Everything that needs to be said has already been said.
But since no one was listening, everything must be said again.

Andre Gide

Monday, March 26, 2012

Bloggers in St. Louis

Another eventful week at work (last week). Two coauthors in town (Fabrizio Mattesini and Randy Wright) and three seminars (Nicolas Trachter, Mario Crucini, and Fatih Guvenen). Well, four seminars, I guess. Narayana Kocherlokota was in town to deliver the Hyman P. Minsky lecture at Washington University. Oh, and Mark Thoma also gave an interesting seminar on how bloggers have helped (or possibly harmed) the nature of economic discussions/debates (see here). Fascinating stuff all around.

Mark was visiting the St. Louis Fed all last week (at my invitation). Of course, I knew that keeping him away from Steve Williamson was going to be a problem. And I was right. Here they are at the Kocherlakota event, with me trying to break up their fight:

My two favorite bloggers coming to blows

Things calmed down after I agreed to buy them both a beer; see here:

Best Buds

Ah, good times. But now...back to work! 

Friday, March 16, 2012

Turning wine into liquidity

The bible credits Jesus with having once turned water into wine. Nowadays, we get to witness the "miracle" of seeing wine turned  into liquidity: Wine Cache Rescues Those Short of Cash.

Some pretty interesting tidbits of information here. For example,
"You'd be amazed by how many wealth individuals have terrible credit ratings. And besides, if you go to a bank, it can take weeks or months to get a loan. When we make a loan, it's usually the same day,'' said Joran Tabach-Bank, head of Beverly Loan Co. 
It seems hard to believe that the wealthy individuals he refers to apparently do not have good relationships with their local bank (he includes bankers in this set!). But there you have it.
"Most people have a vision of pawn shops as sad sites. But that's not the case here," Taback-Bank said. "I have a lot of people who come in who have a business opportunity and they need an infusion of cash for business purposes," he said. 
Like the banker who can't get the cash loan he needs from his own bank?!

Of course, the business of transforming "illiquid" assets into "liquid" securities is as old as...well, it's as old as banking; see here. And now that pawnshops are muscling into the shadow banking sector, I wonder how long it will be before they too will be subject to regulatory oversight? After all, standard monetary theory predicts that assets that suddenly emerge as good collateral objects will be valued above their "fundamental" value; i.e., they will trade a a liquidity premium (which resembles a price bubble).

And, lo and behold! Do I detect a wine price bubble emerging out there?! (source)

I wonder if the Fed might consider expanding the set of securities acceptable at the discount window to include...um, no...probably won't happen.

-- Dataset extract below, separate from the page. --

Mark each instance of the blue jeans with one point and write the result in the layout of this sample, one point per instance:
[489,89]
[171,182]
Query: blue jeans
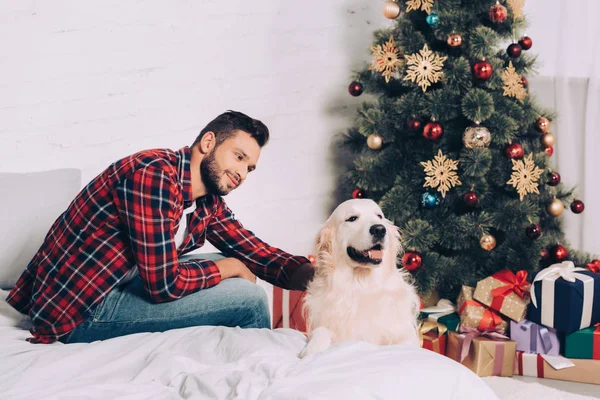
[126,310]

Anyway, just having a little fun here before cutting out for the weekend.

Tuesday, March 13, 2012

Fiscal Policy Ineffectiveness in the Interwar Period

Gregor Smith forwards me this paper (coauthored with Nicolas-Guillaume Martineau) that estimates the impact of government spending growth on real GDP growth, using data from a cross-section of countries during the interwar period 1920-1939. Here is their abstract:
Differences across countries or decades in the countercyclical stance of fiscal policy can help identify whether the growth in government spending affects output growth and so speeds recovery from a recession. We use the heterogeneity in the government-spending reaction functions across twenty countries in the interwar period to identify this effect. The main finding is that the growth of government spending did not have a significant effect on output growth, so that there is little evidence that this central aspect of fiscal policy played a stabilizing role from 1920 to 1939.
As usual, a lot depends on the plausibility of the identifying assumptions employed.
The limitations of the data, in frequency and coverage, may prevent us from reaching a precise answer about the efficacy of fiscal policy, but it is still of interest to know whether that is the conclusion. Of course, the answer and its precision depend on an identification scheme. This paper adopts a new one: the main identifying assumption is that countercyclical fiscal policy could have worked in any country but was not tried to the same extent in every country. Identification relies on differences across countries (or over time) in fiscal reaction functions that capture the response of government spending to national income. We use these differences to estimate the effect of this government spending on the growth of income in turn.
The authors conclude (in a rather provocative and un-Canadian manner, I might add), that the evidence over this period fits better the infamous "Treasury view."

If you have some thoughts to share on their identification scheme and/or interpretation of their results, please feel free to comment. I'm sure the authors would appreciate your feedback.